The peerstats files are full of lines like this:
54188 331.225 a.b.c.d 9614 -0.001258450 0.002503000 0.014872032 0.001373005
I was interested in the first, second, third and fifth fields: date in modified Julian Day (MJD), seconds from midnight UTC, peer IP address and offset in seconds.

To convert the MJD to a time format accepted by gnuplot I created the script conv.pl:

#!/usr/bin/perl

use DateTime::Format::Epoch::MJD;
while (<STDIN>) {
chomp;
if ( /^(.*) (.*) (.*)$/) {
my $dt = substr(DateTime::Format::Epoch::MJD->parse_datetime( $1 ), 0,10);
print "$dt,";
print int(($2/(60*60))%24);
print ":";
print int(($2/60)%60);
print":";
print ($2%60);
print " $3\n";
}
}
The script doesn't deserve any style points and it doesn't consider time zones (although the MJD module might; go check yourself if you are worried). You will need the DateTime::Format::Epoch perl module (Debian users have it easy).

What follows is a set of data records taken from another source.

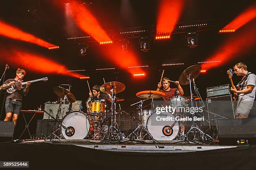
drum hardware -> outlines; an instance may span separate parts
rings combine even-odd
[[[194,82],[194,86],[195,90],[195,92],[197,93],[197,95],[200,96],[200,94],[198,90],[198,89],[196,88],[196,86],[195,86],[195,79],[196,79],[199,74],[200,74],[200,71],[202,69],[201,66],[195,65],[192,66],[184,70],[182,73],[180,75],[179,78],[179,81],[180,82],[180,84],[182,85],[186,85],[189,84],[189,90],[190,92],[190,100],[191,101],[191,107],[194,107],[194,102],[193,102],[193,94],[192,93],[192,87],[191,84],[192,79],[193,80]],[[204,104],[203,103],[203,106],[205,106]],[[197,124],[196,123],[195,121],[192,119],[192,125],[189,129],[187,131],[186,135],[184,135],[182,139],[184,139],[185,137],[186,139],[188,140],[188,134],[190,132],[193,133],[194,136],[194,140],[198,140],[198,139],[197,137],[197,132],[196,131],[199,132],[201,136],[202,136],[203,140],[207,140],[206,137],[209,137],[211,139],[213,140],[213,138],[210,136],[209,134],[207,134],[203,132],[199,127]]]
[[[110,124],[108,128],[107,135],[105,135],[105,141],[102,142],[115,142],[124,140],[124,136],[121,132],[118,124],[116,122],[116,102],[117,99],[116,94],[120,93],[125,89],[125,86],[123,83],[118,81],[106,83],[100,86],[100,91],[104,93],[111,94],[111,107],[110,110]]]

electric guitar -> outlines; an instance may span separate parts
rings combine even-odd
[[[30,81],[31,83],[33,83],[34,82],[39,81],[47,81],[48,80],[48,78],[47,77],[42,78],[42,79],[37,79],[36,80],[31,80]],[[12,81],[11,80],[10,81],[8,81],[6,83],[6,84],[8,84],[10,81]],[[24,85],[27,84],[28,83],[28,81],[26,82],[20,82],[19,81],[17,81],[12,86],[9,86],[8,87],[7,87],[6,88],[4,88],[3,89],[6,90],[7,93],[13,93],[14,92],[14,91],[16,91],[17,90],[19,90],[22,89],[23,87],[22,87],[23,85]]]
[[[234,71],[232,69],[228,69],[228,70],[227,71],[227,74],[228,74],[228,79],[229,79],[230,80],[230,82],[231,83],[231,86],[232,88],[233,89],[237,89],[237,88],[236,88],[236,86],[235,86],[235,85],[234,85],[234,83],[233,83],[233,81],[232,80],[232,76],[233,76],[233,74],[235,72],[234,72]],[[238,98],[238,94],[237,94],[236,93],[234,93],[234,97],[233,97],[234,100],[237,101]]]

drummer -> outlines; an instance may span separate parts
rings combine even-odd
[[[157,91],[162,92],[165,95],[162,97],[164,101],[168,101],[172,97],[174,97],[176,95],[183,95],[184,94],[184,92],[182,88],[180,86],[179,82],[178,81],[176,81],[174,83],[177,86],[177,88],[171,88],[170,87],[170,81],[168,81],[166,80],[170,80],[169,78],[164,77],[163,79],[161,82],[158,83],[157,85]],[[160,89],[160,88],[163,85],[163,89]]]
[[[111,95],[110,94],[105,94],[100,92],[100,86],[95,85],[92,87],[92,93],[89,92],[89,97],[86,101],[86,106],[88,106],[89,102],[91,100],[101,100],[106,102],[108,98],[111,98]]]

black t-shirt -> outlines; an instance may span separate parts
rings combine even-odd
[[[11,81],[17,82],[18,81],[15,80],[13,79],[10,79],[7,80],[4,82],[4,84],[8,84]],[[23,96],[23,89],[20,89],[16,90],[13,93],[6,93],[6,99],[15,99],[16,100],[22,100]]]

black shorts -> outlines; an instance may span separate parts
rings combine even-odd
[[[22,103],[21,100],[14,101],[11,99],[6,99],[5,100],[5,112],[12,112],[17,114],[20,114]]]

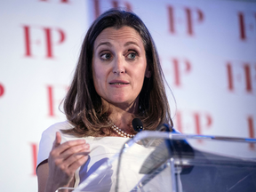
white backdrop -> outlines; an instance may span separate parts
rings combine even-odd
[[[2,191],[36,191],[42,132],[59,111],[87,28],[127,7],[156,44],[175,127],[184,133],[255,138],[256,3],[203,0],[0,1]],[[201,143],[204,145],[204,143]],[[248,146],[248,151],[254,146]]]

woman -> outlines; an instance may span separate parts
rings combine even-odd
[[[100,15],[84,38],[64,101],[68,121],[42,135],[39,191],[77,186],[136,133],[134,117],[145,130],[172,126],[163,76],[153,39],[138,16],[120,10]]]

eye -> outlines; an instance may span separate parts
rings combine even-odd
[[[108,60],[111,59],[111,54],[110,53],[103,53],[103,54],[100,54],[100,58],[102,60]]]
[[[136,52],[130,52],[130,53],[128,54],[128,59],[130,59],[130,60],[135,60],[136,56],[137,56],[137,53],[136,53]]]

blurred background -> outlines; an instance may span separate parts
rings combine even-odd
[[[41,133],[65,121],[59,105],[82,41],[112,7],[132,10],[148,28],[176,129],[256,137],[255,1],[1,0],[1,190],[37,190]],[[255,146],[248,151],[256,156]]]

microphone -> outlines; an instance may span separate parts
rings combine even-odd
[[[134,118],[132,122],[132,127],[134,129],[135,132],[141,132],[142,130],[144,130],[143,128],[143,124],[142,122],[140,121],[140,119],[139,118]]]

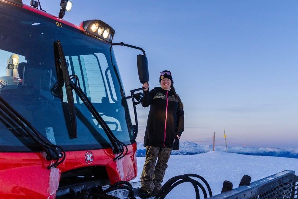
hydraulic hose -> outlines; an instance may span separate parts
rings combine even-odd
[[[199,199],[200,193],[198,187],[202,190],[205,198],[208,197],[206,190],[202,184],[196,180],[191,178],[190,177],[197,178],[202,180],[205,184],[209,192],[209,197],[212,196],[212,192],[209,184],[203,177],[196,174],[188,174],[182,175],[175,176],[167,181],[161,187],[161,188],[157,193],[155,199],[163,199],[172,189],[182,183],[185,182],[190,182],[192,185],[196,192],[196,199]]]

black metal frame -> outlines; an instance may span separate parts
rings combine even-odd
[[[134,119],[136,123],[135,125],[133,125],[133,132],[134,133],[135,138],[137,137],[137,136],[138,135],[138,117],[137,116],[137,109],[136,108],[136,105],[139,104],[140,103],[136,102],[134,101],[134,92],[142,90],[144,88],[142,87],[142,88],[132,90],[130,91],[131,96],[126,97],[125,98],[125,99],[127,100],[131,98],[133,101],[133,112],[134,113]]]

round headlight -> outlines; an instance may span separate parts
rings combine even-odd
[[[110,41],[111,41],[112,40],[112,35],[111,34],[109,34],[109,37],[108,37],[108,40]]]
[[[102,35],[102,36],[103,36],[103,38],[105,39],[106,39],[109,36],[109,33],[110,33],[110,29],[109,28],[107,28],[105,31],[103,31],[103,34]]]
[[[97,33],[99,35],[101,35],[102,34],[102,32],[103,32],[103,28],[102,27],[99,27],[99,28],[98,28],[98,30],[97,31]]]
[[[98,28],[98,23],[95,23],[92,24],[92,26],[91,27],[91,30],[93,32],[95,32],[97,30],[97,29]]]

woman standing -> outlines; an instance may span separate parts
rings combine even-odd
[[[174,88],[171,72],[160,72],[159,82],[161,87],[150,92],[149,84],[143,85],[142,105],[150,106],[144,141],[146,157],[141,177],[147,197],[156,195],[161,187],[171,152],[179,149],[179,139],[184,130],[183,104]]]

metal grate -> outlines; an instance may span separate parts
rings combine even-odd
[[[295,199],[297,198],[297,191],[298,191],[298,176],[296,175],[293,183],[292,197],[291,197],[291,199]]]
[[[286,170],[232,190],[210,197],[210,199],[295,199],[297,197],[295,171]],[[292,197],[296,193],[296,197]]]

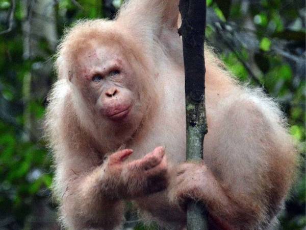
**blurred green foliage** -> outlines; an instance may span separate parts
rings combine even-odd
[[[115,7],[121,3],[120,0],[50,2],[56,20],[49,20],[43,13],[41,19],[54,23],[59,37],[64,28],[77,19],[113,17]],[[51,210],[54,207],[48,201],[53,176],[50,158],[40,138],[40,129],[29,125],[41,126],[47,91],[36,93],[41,87],[31,85],[31,76],[37,66],[52,60],[55,51],[45,38],[33,34],[31,39],[38,41],[44,54],[26,56],[24,24],[31,19],[31,7],[25,10],[21,0],[15,3],[12,30],[0,35],[0,229],[35,229],[35,221],[31,221],[38,219],[38,201],[43,200]],[[0,31],[9,27],[12,3],[0,0]],[[208,42],[241,81],[263,87],[275,98],[288,118],[302,164],[282,214],[280,229],[303,229],[306,223],[305,2],[208,0],[207,4]],[[49,88],[55,77],[50,69],[48,71],[44,78]],[[142,223],[135,227],[156,228]]]

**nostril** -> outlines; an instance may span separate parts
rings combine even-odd
[[[117,93],[118,90],[116,89],[115,89],[115,90],[114,90],[114,93],[113,93],[113,95],[112,96],[115,96]]]
[[[113,96],[114,96],[115,95],[116,95],[116,94],[118,93],[118,90],[117,90],[117,89],[114,88],[114,89],[111,89],[109,90],[108,90],[105,94],[107,96],[109,97],[111,97]]]

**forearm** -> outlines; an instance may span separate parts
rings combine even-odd
[[[61,208],[66,225],[73,229],[113,229],[120,224],[123,204],[110,195],[115,188],[111,188],[112,183],[104,170],[98,167],[68,181]]]

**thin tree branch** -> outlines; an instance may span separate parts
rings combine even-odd
[[[205,112],[204,39],[206,26],[206,0],[180,0],[185,75],[187,159],[203,158],[204,136],[207,133]],[[187,229],[208,229],[207,211],[200,202],[187,205]]]
[[[15,0],[12,0],[11,2],[12,3],[12,7],[11,8],[11,11],[10,11],[10,16],[8,20],[9,27],[5,30],[0,31],[0,35],[10,32],[13,28],[13,21],[14,20],[15,9],[16,8],[16,3]]]

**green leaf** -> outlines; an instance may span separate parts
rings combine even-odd
[[[302,137],[303,132],[298,125],[293,125],[290,127],[290,133],[295,139],[300,141]]]
[[[260,42],[260,47],[264,51],[269,51],[271,48],[271,41],[267,37],[264,37]]]

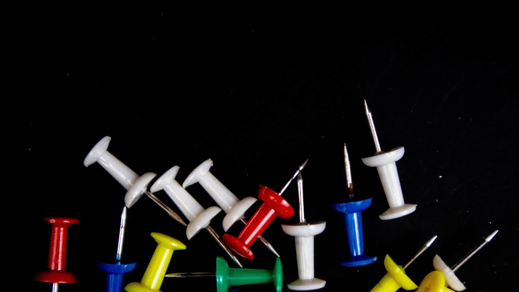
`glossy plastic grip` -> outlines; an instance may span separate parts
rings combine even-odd
[[[224,241],[231,249],[249,259],[254,258],[254,255],[249,248],[278,215],[283,219],[288,219],[295,214],[286,200],[265,186],[260,186],[258,198],[263,201],[263,203],[238,237],[235,238],[227,233],[223,237]]]
[[[47,266],[49,270],[37,273],[34,280],[50,283],[75,283],[76,276],[65,271],[66,262],[67,230],[69,226],[79,223],[72,218],[44,218],[52,225]]]

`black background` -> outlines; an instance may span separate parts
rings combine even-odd
[[[104,289],[94,261],[113,259],[125,191],[99,165],[87,169],[83,161],[108,135],[108,150],[139,174],[178,165],[181,183],[211,158],[212,172],[239,198],[255,196],[260,184],[279,190],[309,158],[306,217],[327,221],[315,239],[323,291],[368,290],[385,272],[386,254],[404,264],[437,234],[407,269],[419,284],[435,253],[452,266],[495,229],[494,240],[457,274],[468,291],[516,288],[519,35],[512,10],[25,8],[17,24],[22,45],[17,72],[24,83],[13,99],[14,129],[21,134],[15,147],[22,154],[15,189],[31,238],[24,287],[50,290],[31,280],[46,267],[50,228],[41,218],[70,216],[81,220],[69,229],[66,266],[78,283],[60,291]],[[360,161],[374,152],[364,99],[383,150],[405,147],[397,166],[406,202],[418,207],[402,218],[378,217],[387,202],[376,170]],[[337,263],[347,246],[342,216],[329,207],[346,199],[345,143],[356,197],[374,198],[363,213],[364,243],[366,253],[379,258],[352,268]],[[295,185],[284,197],[297,206]],[[204,206],[215,204],[199,185],[187,190]],[[177,210],[163,192],[157,195]],[[211,224],[221,234],[223,215]],[[123,260],[139,264],[125,285],[142,277],[156,246],[151,232],[187,245],[175,252],[168,272],[213,271],[215,256],[224,255],[207,232],[188,242],[185,228],[145,197],[128,216]],[[297,279],[297,268],[282,223],[276,219],[264,235],[281,255],[286,283]],[[243,259],[245,267],[270,268],[274,256],[261,243],[252,249],[256,258]],[[214,287],[212,278],[166,279],[161,290]]]

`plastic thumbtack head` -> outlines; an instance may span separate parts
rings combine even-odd
[[[209,171],[212,166],[213,161],[211,159],[202,162],[187,176],[182,183],[182,187],[185,188],[196,183],[199,183],[227,214],[222,223],[224,230],[227,231],[235,222],[243,218],[245,212],[257,199],[248,197],[243,200],[238,200]]]
[[[277,292],[283,288],[283,269],[279,258],[272,270],[229,268],[225,259],[216,257],[216,291],[227,292],[230,287],[272,283]]]
[[[207,209],[203,207],[175,180],[176,174],[180,169],[175,165],[162,174],[155,182],[149,191],[152,193],[164,190],[173,200],[181,212],[189,221],[186,229],[187,239],[191,239],[200,230],[205,228],[211,223],[211,220],[222,211],[222,209],[213,206]]]
[[[173,252],[186,249],[183,243],[172,237],[157,232],[152,232],[152,237],[157,242],[157,248],[141,282],[130,283],[125,287],[128,292],[160,291]]]
[[[45,218],[43,220],[52,225],[48,270],[36,273],[34,280],[52,283],[76,283],[76,276],[65,270],[67,229],[69,226],[79,223],[79,220],[73,218]]]
[[[404,202],[404,196],[402,193],[400,179],[397,170],[397,164],[395,162],[404,156],[404,147],[397,147],[387,152],[380,151],[371,112],[367,107],[366,101],[364,101],[366,115],[368,117],[377,152],[373,156],[362,158],[362,160],[364,164],[368,166],[377,168],[380,182],[382,183],[382,186],[386,193],[386,198],[389,204],[389,208],[378,217],[382,220],[388,220],[405,216],[415,212],[416,210],[416,205],[405,204]]]
[[[258,198],[263,203],[245,225],[238,237],[225,233],[224,241],[238,255],[247,258],[254,258],[250,247],[257,239],[270,223],[279,216],[288,219],[295,212],[289,202],[278,193],[265,186],[260,186]]]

After that you can prepare you peerstats file(s) to be used with Gnuplot:
cat peerstats1 | grep 'a.b.c.d' | cut -d" " -f1,2,5 | ./conv.pl > stats1
Your grep parameters may vary but make sure you select only peer at a time because the gnuplot configuration I use below expects only 2 axes (date/time and offset).

The gnuplot configuration looks like this (stats.conf):
# feel free to change image size
set terminal png size 1600,1024
set xdata time
set timefmt "%Y-%m-%d,%H:%M:%S"
set output "ntp-offset.png"
# if you want to change the scale, uncomment
#set yrange [-0.1:0.1]
set grid
set xlabel "Time"
set ylabel "Offset"
set title "Description: Time Offsets"
set key left box
plot "stats1" using 1:2 index 0 title "NTP client 1" with lines, \
"stats2" using 1:2 index 0 title "NTP client 2" with lines, \
Adjust the file to your own needs and run gnuplot:
$ cat stats.conf | gnuplot 
The file ntp-offset.png will be created. Use your favourite program to view the results.